Joko pun menambahkan dia masih akan tetap bekerja sesuai dengan kewajibannya meski vonis diberikan. Keputusan ini, katanya, tidak akan menurunkan jabatannya sebagai wakil wali kota seperti tertuang dalam undang-undang.
M Zazin, tim kuasa hukum Joko, menambahkan keputusan majelis hakim dinilai memberatkan. Sebab, perbuatan KDRT yang dilakukannya tidak membuat korban luka berat. Selain itu, terdakwa juga telah menyesali perbuatannya.
"Kemungkinan akan mengajukan banding,"katanya.
Direktur Legal Resort Center untuk Keadilan Gender dan HAM Semarang sekaligus Koordinator Koalisi Jaringan Masyarakat Anti-Pejabat Publik Pelaku KDRT, Fahrul Rozi, menyatakan vonis yang diberikan kepada Joko sangat ringan dan mengada-ada. Ia menduga adanya proses hukum yang tidak independen.
Fahrul menyatakan vonis tidak sebanding dengan perbuatan Joko yang juga menyandang pejabat publik.
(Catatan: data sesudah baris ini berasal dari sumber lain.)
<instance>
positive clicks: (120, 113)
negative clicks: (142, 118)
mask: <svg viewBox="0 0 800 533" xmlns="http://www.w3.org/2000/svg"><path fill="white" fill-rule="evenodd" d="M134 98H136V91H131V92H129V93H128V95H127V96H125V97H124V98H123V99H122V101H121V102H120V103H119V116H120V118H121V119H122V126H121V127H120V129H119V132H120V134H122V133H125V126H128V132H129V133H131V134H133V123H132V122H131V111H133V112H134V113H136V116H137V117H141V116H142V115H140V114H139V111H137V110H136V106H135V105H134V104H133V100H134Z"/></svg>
Perbuatan Joko memberikan dampak psikologis, fisik, serta sosial pada korban.
Fahrul mengatakan seharusnya majelis bisa memberikan vonis yang progresif melebihi tuntutan JPU. "Paling tidak ancaman hukumannya bersifat maksimal,"katanya.
Lebih lagi, lanjutnya, Joko adalah pejabat publik yang seharusnya memberikan contoh yang baik untuk warganya, termasuk larangan KDRT. Bahkan kewajiban ini juga tertuang dalam Peraturan Mendagri yang menyatakan salah satu tugas wakil wali kota adalah pemberdayaan perempuan.
Dirinya menilai vonis pada Joko adalah bukti kegagalan penegak hukum dalam menegakkan keadilan serta memulihkan hak korban KDRT pada pelanggaran HAM.
Ia menegaskan rendahnya vonis ini akan berdampak pada beberapa hal, di antaranya menambah daftar panjang para pelaku KDRT, membiasakan masyarakat melakukan KDRT karena melihat pejabat publiknya, serta mempersulit upaya pemerintah terhadap penghapusan KDRT.
"Jika Joko mengajukan banding, kami berharap Majelis Pengadilan Tinggi akan memberikan keadilan atas kasus ini,"katanya.
Siti Rubaidah, istri Joko, tidak berkomentar atas vonis ini. "Silakan bertanya pada kuasa hukum saya," ucapnya.
Dalam sidang vonis tersebut, ratusan pendukung Joko yang terdiri atas Satuan Kerja Perangkat Daerah (SKPD) dan masyarakat turut hadir.
Kepala Sekretaris Daerah Kota Magelang, Sugiharto, mengatakan puluhan SKPD memang menghadiri sidang atas instruksi lisan dari Wali Kota.
"Wali Kota tidak bisa datang karena ada tugas dinas. Kami datang untuk memberikan dukungan moril kepada Wawali (Wakil Wali Kota),"katanya.
Soal jabatan Joko, Sugiharto mengatakan merupakan kewenangan Gubernur Jawa Tengah. "Sampai saat ini, Wawali masih menjalankan tugas dan kewajibannya seperti biasa," tuturnya.